Single Cocaine Treatment Induces LTP-Like Changes in VTA
Emanuela Argilli, David R. Sibley, Robert C. Malenka, Pamela M. England, and Antonello Bonci
(see pages 9092–9100)
A single systemic dose of cocaine is sufficient to produce long-term potentiation (LTP) of glutamatergic synapses onto the reward-responsive dopaminergic neurons in the ventral tegmental area (VTA) of rats. This week, Argilli et al. demonstrate that this LTP is produced locally in the VTA and develops within 3 h after cocaine is applied briefly to cultured midbrain slices. Cocaine treatment prevented the development of spike-timing-dependent LTP, suggesting that the two use similar mechanisms. Indeed, both significantly increase AMPA receptor/NMDA receptor ratio (measured by whole-cell recordings) by causing translocation of high-conductance GluR1 glutamate receptors into the synapse, both require initial activation of NMDA receptors, and both require protein synthesis. Cocaine blocks dopamine transporters, and the resulting increase in extracellular dopamine is likely to contribute to LTP by binding to D5 receptors, because LTP was prevented by specific D1/D5 antagonists (but not D2 antagonists), was induced by D1/D5 agonists, and was absent in D5-null mice.
RhoA Increases Axonal Branching
Soichiro Ohnami, Mitsuharu Endo, Satoshi Hirai, Naofumi Uesaka, Yumiko Hatanaka, Toshihide Yamashita, and Nobuhiko Yamamoto
(see pages 9117–9121)
The Rho family of small GTPases regulates morphology and movement in many cell types by regulating the actin cytoskeleton. Ohnami et al. report that RhoA contributes to activity-induced branching of horizontally growing axons in the upper layers of the cortex in rats. In organotypic slice cultures, increasing RhoA activity pharmacologically or by introducing (via electroporation) a constitutively active form increased the number of short branches of horizontal axons without affecting the number of long branches. Conversely, an inhibitor of RhoA-kinase (a downstream effector of RhoA) reduced branching. Daily live imaging revealed that constitutively active RhoA altered branch dynamics by increasing both elongation and elimination of axons. These data suggest that RhoA increases branch formation without affecting stabilization. To link RhoA to neuronal activity, the authors blocked activity with sodium-channel and glutamate-receptor blockers. These decreased the amount of active RhoA. Furthermore, introducing constitutively active RhoA increased branching when activity was blocked.
Melanin Concentrating Hormone Regulates Hypocretin Neurons
Yan Rao, Min Lu, Fei Ge, Donald J. Marsh, Su Qian, Alex Hanxiang Wang, Marina R. Picciotto, and Xiao-Bing Gao
(see pages 9101–9110)
The neuropeptides hypocretin (aka orexin) and melanin concentrating hormone (MCH) are secreted by different neurons in the hypothalamus. In addition to projecting broadly throughout the brain, hypocretin- and MCH-expressing neurons innervate each other. They regulate body functions such as wakefulness, food intake, and reward. Hypocretin and dopamine increase spike frequency in hypocretin neurons by enhancing glutamate release from presynaptic terminals, and hypocretin also depolarizes MCH neurons.
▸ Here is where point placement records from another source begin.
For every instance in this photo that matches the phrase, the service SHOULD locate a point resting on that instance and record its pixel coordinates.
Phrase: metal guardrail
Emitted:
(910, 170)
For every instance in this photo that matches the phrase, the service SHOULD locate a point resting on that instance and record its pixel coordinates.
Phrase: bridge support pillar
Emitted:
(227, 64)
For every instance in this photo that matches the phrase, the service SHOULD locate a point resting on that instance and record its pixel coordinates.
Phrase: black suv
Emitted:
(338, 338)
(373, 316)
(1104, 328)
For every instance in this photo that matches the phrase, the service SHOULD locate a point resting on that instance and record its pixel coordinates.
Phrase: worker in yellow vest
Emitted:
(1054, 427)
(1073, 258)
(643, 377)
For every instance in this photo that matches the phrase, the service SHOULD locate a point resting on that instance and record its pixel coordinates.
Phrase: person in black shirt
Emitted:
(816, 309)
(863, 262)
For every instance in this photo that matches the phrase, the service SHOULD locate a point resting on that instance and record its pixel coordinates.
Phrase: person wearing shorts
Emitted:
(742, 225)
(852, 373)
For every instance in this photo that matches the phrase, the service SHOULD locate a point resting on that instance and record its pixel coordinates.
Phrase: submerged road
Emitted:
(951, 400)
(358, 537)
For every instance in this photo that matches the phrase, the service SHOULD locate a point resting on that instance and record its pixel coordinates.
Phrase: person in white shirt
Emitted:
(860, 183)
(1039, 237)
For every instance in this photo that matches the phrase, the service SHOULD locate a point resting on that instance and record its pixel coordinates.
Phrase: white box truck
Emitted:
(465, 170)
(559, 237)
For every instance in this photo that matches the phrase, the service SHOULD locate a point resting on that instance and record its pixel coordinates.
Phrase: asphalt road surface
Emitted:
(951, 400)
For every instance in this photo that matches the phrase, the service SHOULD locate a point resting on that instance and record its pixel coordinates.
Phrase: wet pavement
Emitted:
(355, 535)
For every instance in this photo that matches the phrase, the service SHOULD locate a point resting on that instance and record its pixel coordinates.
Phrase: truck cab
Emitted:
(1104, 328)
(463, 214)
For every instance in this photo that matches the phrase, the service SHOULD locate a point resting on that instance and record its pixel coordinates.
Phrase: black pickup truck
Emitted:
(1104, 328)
But the effect of MCH on hypocretin neurons is unknown. To address this question, Rao et al. used MCH receptor-1 knock-out mice. The basal firing rate of hypocretin neurons was similar in mutant and wild-type mice, but hypocretin- and dopamine-induced increases in firing were greater in mutants. In addition, miniature EPSCs in hypocretin neurons were larger in mutant mice than in controls. The results suggest that MCH exerts an inhibitory effect on hypocretin neurons, acting as negative feedback that counteracts positive feedback produced by hypocretin.
Neurobiology of Disease
Status Epilepticus Triggers Functional Changes in Microglia
Elena Avignone, Lauriane Ulmann, Françoise Levavasseur, François Rassendren, and Etienne Audinat
(see pages 9133–9144)
Injured neurons and glia release ATP, which activates microglia via purinergic receptors, thus triggering migration, phagocytosis, and release of inflammatory mediators. Because identifying microglia in situ is difficult, little is known about the activation process in vivo. Avignone et al. used mice in which GFP was expressed specifically in microglia (enabling identification) to elucidate changes that occur in these cells after kainate-induced status epilepticus, a model of epilepsy. Within 3 h after kainate injection, inflammatory mediators increased in the hippocampus, and expression of a purinergic receptor that regulates phagocytosis was upregulated. By 48 h, levels of all microglial purinergic receptors were elevated—including P2Y12, which is downregulated in other injury models. In addition, activated microglia proliferated, grew larger, and extended thicker processes that extend more quickly toward a source of purinergic agonist than controls. Finally, whole-cell recordings in hippocampal slices revealed a voltage-activated potassium current in activated microglia that was not present in controls.